On Thu, 2016-08-25 at 12:07 +0200, Alban Bedel wrote:
> On Thu, 25 Aug 2016 11:16:36 +0200
> Oliver Neukum <oneu...@suse.com> wrote:
> 
> > On Wed, 2016-08-24 at 16:40 +0200, Alban Bedel wrote:
> > > On Wed, 24 Aug 2016 16:30:39 +0200
> > > Oliver Neukum <oneu...@suse.com> wrote:
> > >   
> > > > On Wed, 2016-08-24 at 15:52 +0200, Alban Bedel wrote:  
> > 
> > > > > +       if (block != data)
> > > > > +               kfree(block);    
> > > > 
> > > > And if block == dta, what frees the memory?  
> > > 
> > > In this case this function didn't allocate any memory, so there is
> > > nothing to free.  
> > 
> > Hi,
> > 
> > I see. kfree() has a check for NULL, so you could drop the
> > test, but it doesn't matter much either way.
> 
> I think you misunderstand something here. data is the buffer passed
> by the caller and block is a local variable.
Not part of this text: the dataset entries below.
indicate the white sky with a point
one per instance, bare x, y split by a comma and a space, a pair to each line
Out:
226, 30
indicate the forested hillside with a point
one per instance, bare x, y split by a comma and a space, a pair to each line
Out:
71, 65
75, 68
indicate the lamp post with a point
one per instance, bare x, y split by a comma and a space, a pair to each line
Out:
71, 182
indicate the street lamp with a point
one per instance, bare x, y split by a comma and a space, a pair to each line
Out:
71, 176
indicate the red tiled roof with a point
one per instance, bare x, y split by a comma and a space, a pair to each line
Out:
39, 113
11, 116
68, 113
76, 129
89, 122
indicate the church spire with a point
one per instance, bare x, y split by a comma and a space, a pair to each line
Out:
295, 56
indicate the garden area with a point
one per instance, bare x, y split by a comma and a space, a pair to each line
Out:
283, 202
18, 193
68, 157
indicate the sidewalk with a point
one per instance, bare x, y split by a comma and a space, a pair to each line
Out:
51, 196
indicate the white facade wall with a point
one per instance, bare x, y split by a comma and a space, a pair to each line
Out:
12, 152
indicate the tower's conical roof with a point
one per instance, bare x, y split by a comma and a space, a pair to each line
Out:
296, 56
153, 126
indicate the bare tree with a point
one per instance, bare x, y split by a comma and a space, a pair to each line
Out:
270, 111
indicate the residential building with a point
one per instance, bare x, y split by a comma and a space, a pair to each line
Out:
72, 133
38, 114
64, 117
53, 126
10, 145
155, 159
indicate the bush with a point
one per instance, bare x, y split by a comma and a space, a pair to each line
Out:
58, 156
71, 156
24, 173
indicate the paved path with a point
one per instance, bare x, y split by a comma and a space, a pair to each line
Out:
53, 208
There is two cases:
> 
> 1) The data to write is block aligned, then we use the caller buffer
>    as is and set block = data.
> 2) The requested data is not block aligned, then we kalloc block.
> 
> In both case the writing loop then use the block pointer. Afterwards
> we only need to kfree block in case 2, that is when block != data.

Thanks for the clarification. Maybe worth a comment in the code?